Nunca he hablado aquí de mi amigo Dani. Tal vez porque ya no sea mi amigo, y no porque nos peleáramos. Simplemente fue una de esas amistades intensas y breves como el fogonazo de una cerilla. Él era de Madrid y nos conocimos en Viena, en el Erasmus. Era, como yo, estudiante de filosofía, más bien bajito, y tenía una mirada, entre melancólica y opiácea, que a las chicas les resultaba irresistible. En cierta ocasión, me contó una historia que ejemplificaba perfectamente su carácter: resulta que vivió un año alojado en una familia norteamericana profundamente religiosa. Era muy divertido escucharle contar cómo él no quería participar en la vida religiosa de la familia, pero era incapaz de decir no y de mostrar desagrado. Un psicólogo diría que tenía un problema de asertividad. En todo caso, sin querer ni saber cómo, una templada mañana del invierno tejano, Dani fue bautizado en la Iglesia de Jesucristo de los Santos de los Últimos Días.
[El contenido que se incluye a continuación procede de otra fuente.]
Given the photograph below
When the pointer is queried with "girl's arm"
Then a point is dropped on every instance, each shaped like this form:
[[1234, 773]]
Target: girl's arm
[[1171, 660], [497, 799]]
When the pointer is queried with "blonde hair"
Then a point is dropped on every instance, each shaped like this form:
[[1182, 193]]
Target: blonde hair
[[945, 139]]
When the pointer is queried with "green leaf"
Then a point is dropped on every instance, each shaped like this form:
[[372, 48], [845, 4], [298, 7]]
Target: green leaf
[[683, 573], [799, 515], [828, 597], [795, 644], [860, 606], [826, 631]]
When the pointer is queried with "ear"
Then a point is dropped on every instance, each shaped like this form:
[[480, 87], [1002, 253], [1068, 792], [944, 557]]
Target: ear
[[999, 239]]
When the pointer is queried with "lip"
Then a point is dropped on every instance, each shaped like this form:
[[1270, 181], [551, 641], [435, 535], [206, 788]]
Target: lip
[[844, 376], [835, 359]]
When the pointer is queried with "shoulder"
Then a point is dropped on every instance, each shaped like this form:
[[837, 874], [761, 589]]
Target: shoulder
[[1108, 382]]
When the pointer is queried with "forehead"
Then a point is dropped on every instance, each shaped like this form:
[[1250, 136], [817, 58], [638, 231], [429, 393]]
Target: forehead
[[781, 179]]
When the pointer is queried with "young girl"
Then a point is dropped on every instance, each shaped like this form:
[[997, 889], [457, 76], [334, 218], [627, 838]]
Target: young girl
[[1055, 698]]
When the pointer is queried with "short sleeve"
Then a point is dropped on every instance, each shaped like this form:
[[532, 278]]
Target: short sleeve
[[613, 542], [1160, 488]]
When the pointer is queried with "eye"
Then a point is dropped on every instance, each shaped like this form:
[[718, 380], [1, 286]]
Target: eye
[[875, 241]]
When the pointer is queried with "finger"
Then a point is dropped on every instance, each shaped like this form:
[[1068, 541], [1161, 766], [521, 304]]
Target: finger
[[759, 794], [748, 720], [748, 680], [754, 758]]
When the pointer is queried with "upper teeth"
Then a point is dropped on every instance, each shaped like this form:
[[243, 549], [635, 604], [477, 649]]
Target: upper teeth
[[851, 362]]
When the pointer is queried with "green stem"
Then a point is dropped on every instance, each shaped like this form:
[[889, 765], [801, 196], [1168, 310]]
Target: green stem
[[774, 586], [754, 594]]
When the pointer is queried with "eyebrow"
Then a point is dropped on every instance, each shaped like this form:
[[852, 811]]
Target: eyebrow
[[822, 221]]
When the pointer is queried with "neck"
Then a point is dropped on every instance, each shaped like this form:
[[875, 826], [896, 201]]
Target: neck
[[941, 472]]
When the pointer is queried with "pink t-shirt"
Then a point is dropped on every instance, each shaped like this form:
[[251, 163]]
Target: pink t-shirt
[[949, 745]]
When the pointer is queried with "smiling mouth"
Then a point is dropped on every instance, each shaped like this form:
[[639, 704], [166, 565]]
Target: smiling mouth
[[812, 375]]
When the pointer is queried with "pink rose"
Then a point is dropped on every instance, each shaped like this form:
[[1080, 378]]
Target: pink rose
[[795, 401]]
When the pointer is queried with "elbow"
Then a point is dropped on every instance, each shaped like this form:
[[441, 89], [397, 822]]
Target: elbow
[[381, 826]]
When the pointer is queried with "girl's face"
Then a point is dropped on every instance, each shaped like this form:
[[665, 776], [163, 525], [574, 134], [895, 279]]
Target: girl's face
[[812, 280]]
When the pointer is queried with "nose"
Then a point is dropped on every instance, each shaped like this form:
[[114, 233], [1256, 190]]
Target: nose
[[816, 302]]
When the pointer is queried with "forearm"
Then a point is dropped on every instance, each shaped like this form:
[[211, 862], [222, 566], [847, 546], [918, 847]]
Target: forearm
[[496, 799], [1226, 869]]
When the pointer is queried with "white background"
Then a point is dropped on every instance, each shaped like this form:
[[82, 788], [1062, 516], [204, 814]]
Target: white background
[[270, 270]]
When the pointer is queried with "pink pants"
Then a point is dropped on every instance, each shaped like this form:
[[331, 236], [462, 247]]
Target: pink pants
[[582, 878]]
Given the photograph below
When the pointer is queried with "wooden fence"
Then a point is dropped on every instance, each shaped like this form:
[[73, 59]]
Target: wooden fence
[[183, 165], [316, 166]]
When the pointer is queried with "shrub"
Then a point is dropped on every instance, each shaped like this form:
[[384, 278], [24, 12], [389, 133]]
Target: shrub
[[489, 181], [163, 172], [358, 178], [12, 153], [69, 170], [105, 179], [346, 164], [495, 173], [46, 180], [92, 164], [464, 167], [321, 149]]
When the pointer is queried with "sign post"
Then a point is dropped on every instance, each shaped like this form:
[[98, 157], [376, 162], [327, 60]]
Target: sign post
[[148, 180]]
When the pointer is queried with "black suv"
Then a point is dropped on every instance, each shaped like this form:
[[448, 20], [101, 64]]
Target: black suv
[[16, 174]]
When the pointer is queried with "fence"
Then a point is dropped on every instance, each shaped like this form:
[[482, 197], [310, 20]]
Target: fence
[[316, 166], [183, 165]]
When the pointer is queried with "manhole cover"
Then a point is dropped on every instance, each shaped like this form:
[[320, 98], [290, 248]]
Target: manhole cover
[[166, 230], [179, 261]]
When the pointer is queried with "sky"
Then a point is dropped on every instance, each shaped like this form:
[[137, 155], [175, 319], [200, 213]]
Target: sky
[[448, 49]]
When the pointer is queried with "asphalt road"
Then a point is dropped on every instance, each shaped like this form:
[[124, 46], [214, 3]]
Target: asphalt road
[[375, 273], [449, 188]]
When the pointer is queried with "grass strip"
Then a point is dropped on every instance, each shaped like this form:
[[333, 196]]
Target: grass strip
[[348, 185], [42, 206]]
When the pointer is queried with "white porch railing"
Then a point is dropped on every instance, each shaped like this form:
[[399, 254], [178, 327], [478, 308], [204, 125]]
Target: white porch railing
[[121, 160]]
Puedo decir entonces, estrictamente hablando, que conocí a un mormón licencioso, bebedor y mujeriego. Pero yo quería contar otra anécdota que me recordó la entrada anterior. Un día -ya no recuerdo de qué mes- nos fuimos a Budapest los dos. No reservamos hotel, y compramos los billetes en la estación unas horas antes de la salida del tren. Cuando llegamos a la capital húngara, y tras esquivar una docena de guías turísticos, fuimos a buscar alojamiento, encontramos habitación en una pensión que me ahorro describir, y nos lanzamos a la ciudad a la caída de la tarde. Mientras paseábamos junto al río, se nos acercaron dos chicas (rubias, por supuesto) y empezaron a charlar con nosotros. Mi inglés era bastante peor que el de Dani, a pesar de lo cual "me tocó" la más guapa y la más comprensiva con mi incompetencia lingüística. Reconozco que por un momento creí que nuestro magnetismo ibérico fue lo que las atrajo a nosotros, pero pronto me di cuenta de que tenían también algo de interés en nuestro dinero. Yo sabía que Dani no se había dado cuenta, así que se lo dije tal cual: "Dani, yo creo que son putas". Él me miró con sus ojos opiáceos: "Ah, ¿síiiii?".
Ahora venía lo difícil: cómo hacer entender a aquellas chicas, de un modo cortés y sin ofenderlas, que queríamos prescindir de sus servicios. Para mí era difícil, porque mi inglés era tan refinado como el alemán de un vendedor de kebaps en una estación de tren de Berlín. Todo dependía de Dani. Pero si fue incapaz de negarse a su bautismo mormón, pedirle que se negara a dos rubias del Este en minifalda, era poco realista. Así que, cuando nos quisimos dar cuenta, estábamos a las puertas de un local, vigilados por la mirada de dos enormes expresidiarios tatuados.
Nos sentamos dentro. La sala estaba más bien oscura y en la mesa había una lamparita de color rojo. A mí me sudaban hasta las pestañas. Dejando al margen otro tipo de consideraciones, realmente no teníamos dinero y estábamos a punto de pedir una copa, así que me veía empeñando el reloj que me regalaron mis padres para evitar que un gorila me rompiera la cabeza contra una acera de Budapest. Supliqué a Dani:
-"Tío, di algo ya, lo que sea, pero vamonos de aquí".
Entonces escuché cómo salía de su boca una frase que, en su precisión, era justo lo que requería el momento:
-"We have no money"
Fue perfecto. No negaba nada, no rechazaba nada, no se oponía a nada. Simplemente describía un estado de cosas, como las proposiciones atómicas de Wittgenstein. Además, la chica no tuvo tantos problemas de cortesía y su respuesta, también exacta, fue tranquilizadora:
-"Ok. Bye!". Ambas se levantaron.
Salimos detrás de ellas. Mientras las dos se alejaban hacia el Danubio en busca de mejor suerte, "la mía" se volvió un instante. Vi sus ojos azules brillar fugazmente en la noche de Budapest. Fue lo más poético de aquel viaje.
2 comentarios:
Divertida historia. He podido sentir tu embarazo.
Hola, Alejandro. Pecasteis de ingenuos, tan jóvenes, al permitir que la negociación se desarrollara bajo cubierto, en la jurisdicción de los ex-milicianos kosovares. Si todo hubiera seguido al aire libre es posible que el final de la historia hubiera sido más romántico (o menos romántico, según se quiera ver).
Creí que todos los mormones eran ricos.